In Plaze, Inc. v. Callas, C.A. No. 2018-0721-TMZ (Feb. 28, 2019), a buyer bought a corporation from a seller but not the production facilities. The buyer instead leased the production facilities from a lessor that was owned and controlled by the seller. Later, the lessor sued the buyer/lessee for violations of the leases in a Georgia state court. The seller was not a party in the Georgia action. The lease did not contain a forum-selection clause. However, the buyer/lessee sought preliminary injunction in the Delaware Chancery Court against the action in Georgia based on a forum-selection clause in the stock purchase agreement. The stock purchase agreement provided that the “Parties” agreed to submit to the jurisdiction of the Delaware courts in relation to litigations “arising out of or relating to” the sale of the corporation. Yet, even though the lessor was one of the signatories and had other obligations under the stock purchase agreement, it was not included in the definition of the “Parties”.

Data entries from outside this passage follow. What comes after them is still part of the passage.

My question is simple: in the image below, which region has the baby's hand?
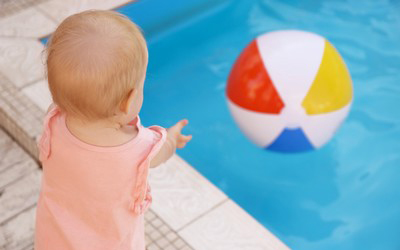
[168,119,192,148]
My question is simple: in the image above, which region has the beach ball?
[226,30,353,152]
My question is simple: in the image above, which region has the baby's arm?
[150,120,192,168]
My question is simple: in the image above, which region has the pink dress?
[35,106,166,250]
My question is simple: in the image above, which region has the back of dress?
[35,106,166,250]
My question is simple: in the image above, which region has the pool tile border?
[0,0,288,250]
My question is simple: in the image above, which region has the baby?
[35,11,192,250]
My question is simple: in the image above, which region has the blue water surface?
[119,0,400,250]
[113,0,400,250]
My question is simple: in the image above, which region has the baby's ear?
[119,88,137,114]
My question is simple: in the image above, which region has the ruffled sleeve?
[38,105,60,162]
[129,126,167,214]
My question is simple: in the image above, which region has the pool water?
[52,0,400,250]
[116,0,400,250]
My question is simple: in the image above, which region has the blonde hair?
[45,10,148,120]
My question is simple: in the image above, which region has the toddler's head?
[46,10,148,124]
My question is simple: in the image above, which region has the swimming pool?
[55,0,400,249]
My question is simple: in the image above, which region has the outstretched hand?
[168,119,192,148]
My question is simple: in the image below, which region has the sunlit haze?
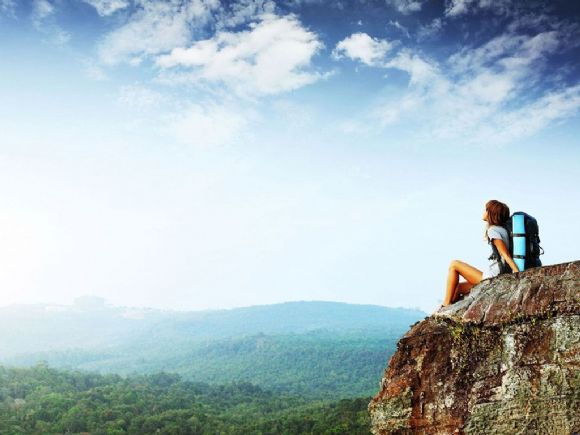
[0,0,580,311]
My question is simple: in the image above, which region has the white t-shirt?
[481,225,510,279]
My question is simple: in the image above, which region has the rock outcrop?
[369,261,580,435]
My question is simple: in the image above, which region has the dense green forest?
[0,299,424,399]
[7,333,396,399]
[0,364,370,435]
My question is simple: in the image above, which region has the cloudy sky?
[0,0,580,311]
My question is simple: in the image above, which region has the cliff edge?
[369,261,580,435]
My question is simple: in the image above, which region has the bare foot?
[431,305,446,315]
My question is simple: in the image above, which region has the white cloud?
[332,32,393,65]
[383,49,438,86]
[342,31,580,148]
[165,103,254,149]
[83,0,130,17]
[386,0,425,15]
[389,20,411,38]
[99,0,220,65]
[445,0,512,17]
[417,18,445,41]
[118,84,165,110]
[156,13,328,97]
[216,0,276,30]
[30,0,71,45]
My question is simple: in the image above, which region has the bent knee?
[449,260,461,269]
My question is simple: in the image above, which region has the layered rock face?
[369,261,580,435]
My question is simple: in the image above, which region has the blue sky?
[0,0,580,310]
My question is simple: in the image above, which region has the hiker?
[442,199,519,306]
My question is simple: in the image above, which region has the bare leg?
[443,260,483,306]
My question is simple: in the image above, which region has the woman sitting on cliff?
[442,199,519,306]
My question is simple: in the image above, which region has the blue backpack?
[505,211,544,271]
[488,211,544,273]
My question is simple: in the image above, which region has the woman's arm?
[492,239,520,272]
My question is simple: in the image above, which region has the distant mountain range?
[0,298,425,397]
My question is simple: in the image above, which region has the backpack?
[490,211,544,273]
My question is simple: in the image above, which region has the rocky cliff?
[369,261,580,435]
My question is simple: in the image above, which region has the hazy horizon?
[0,0,580,312]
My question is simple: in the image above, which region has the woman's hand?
[492,239,520,273]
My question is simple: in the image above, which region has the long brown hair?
[485,199,510,227]
[483,199,510,241]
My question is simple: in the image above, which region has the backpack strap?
[487,237,512,273]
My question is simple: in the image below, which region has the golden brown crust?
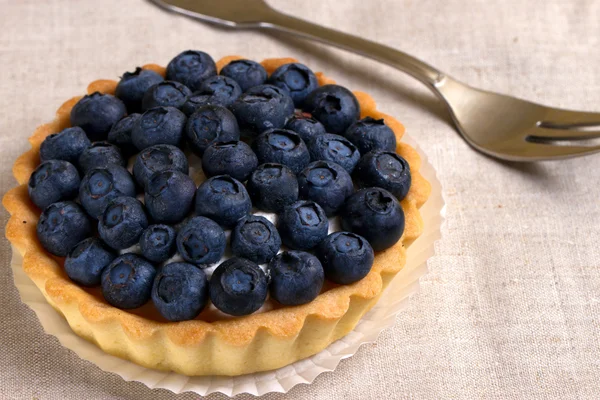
[3,56,431,375]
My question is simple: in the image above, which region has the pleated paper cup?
[11,135,445,396]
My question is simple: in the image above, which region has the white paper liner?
[11,135,445,396]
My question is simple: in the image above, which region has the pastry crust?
[3,56,431,376]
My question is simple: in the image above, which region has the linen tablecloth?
[0,0,600,400]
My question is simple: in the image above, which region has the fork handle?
[260,9,445,92]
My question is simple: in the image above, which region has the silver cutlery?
[151,0,600,161]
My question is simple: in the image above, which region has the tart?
[3,52,431,376]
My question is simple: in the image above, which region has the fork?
[151,0,600,161]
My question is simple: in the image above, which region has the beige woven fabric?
[0,0,600,400]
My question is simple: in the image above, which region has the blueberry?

The Court held that the stock purchase agreement’s forum-selection clause did not bind the lessor. This was consistent with the stock purchase agreement’s contractual scheme to limit the lessor’s obligations and the lease’s inferred expectation for litigations in Georgia. Furthermore, the single agreement theory did not apply since none of the contracts required the lessor to litigate exclusively in a particular state.

BOTTOM LINE: Make sure you define all parties and their respective obligations under an agreement.